Critic’s Picks: October

An apocalypse edition

The world is ending on a regular basis these days—in fiction, at least. For this edition of Critic’s Picks, assistant book editor Jason Kehe reviews four new must-reads in the apocalyptic genre—his favorite L.A. release, one pick from the wide-open West, another from our friends back East, and a recommendation for more adventurous readers


L.A. Mental
Neil McMahon
(Harper, 304 pages, $25)
“There. Are. Worms. Eating my brain,” Nick Crandall says to his brother Tom, moments before tumbling off an 80-foot cliff into the stormy Malibu waters below. A former lifeguard, Tom rushes into the surf to attempt a daring rescue, but his chances are dim. So begins this punchy, potent genre mash-up—part thriller, part mystery, a pinch of sci-fi—about a Los Angeles on the verge of a mental breakdown.

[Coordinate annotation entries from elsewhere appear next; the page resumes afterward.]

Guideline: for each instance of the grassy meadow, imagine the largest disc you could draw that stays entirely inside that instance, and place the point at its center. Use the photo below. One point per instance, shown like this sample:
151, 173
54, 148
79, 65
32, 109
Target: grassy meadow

Random people start going berserk; before long, Tom is feeling brain intrusions too. It doesn’t help that his rich family is kooky already. Who’s behind this mind-control plot—the suspicious filmmaker hiding away in the city’s backwoods and his cultish organization called Parallax? You’ll figure everything out way before the slow-minded characters do. The real fun is seeing Los Angeles in this sinister, pre-apocalyptic light. 



After the Apocalypse
Maureen F. McHugh
(Small Beer Press, 264 pages, $16)
Each of these nine short stories explores a different kind of apocalypse. Some feel familiar, until they’re not. “The Naturalist” turns I Am Legend on its head; the title story rewrites The Road from a mother-daughter perspective. Other pieces localize the apocalypse in the diseased minds of the characters. In “The Effect of Centrifugal Forces,” a daughter’s world ends as her dementia-stricken mother’s does. But the best stories in this mesmerizing collection from the L.A. writer are the ones that elude categorization—the struggles of a troubled doll maker in “Useless Things,” the fantasies of an impulsive man in “Going to France.” It’s the ordinary and everyday that we should be afraid of, not the prospect of big explosions and world-ending catastrophes. This is a pro stretching a genre to its limits—subverting, inverting, perverting, disturbing. 



The Revisionists
Thomas Mullen
(Mulholland, 448 pages, $26)
You read the first sentence of the book-jacket summary—“Zed is an agent from the future”—and think, This again? But that’s the only standard conceit in this otherwise imaginative, elegant work of literary sci-fi, set in modern-day Washington, D.C. Zed’s been sent back from the so-called Perfect Present in order to ensure that the world ends as it’s supposed to: in a Great Conflagration. (What is it about future societies and Needless Capitalization?) His problems start when small mistakes become big mistakes, and multiple plot lines—involving an ex-spy, the employee of a foreign diplomat, and a grieving lawyer—collide in unexpected, interesting ways. What transpires in the final act is as powerful for its well-paced revelations as it is for the ethical questions it raises.  




A. M. Tuomala
(Candlemark & Gleam, 320 pages, $5)
Alone in her cottage, the swamp witch Achane reanimates the corpse of her beloved sister. The result is disastrous. The corpse can’t speak; maggots crawl out of her eye sockets. Before Achane can reverse the spell, the king of Erekos steals her away to his castle. He plans to have her create an army of the undead, for use in his enduring war against neighboring Weigenland. As the story progresses, other voices emerge. Most notable is that of Erlen, a scholar and soldier whose love story equals Achane’s for poignancy and splendor. This is a rare kind of fantasy. Writing in rhythmic cadences that evoke oral storytelling traditions, Tuomala squeezes water from a rock: poetry from war.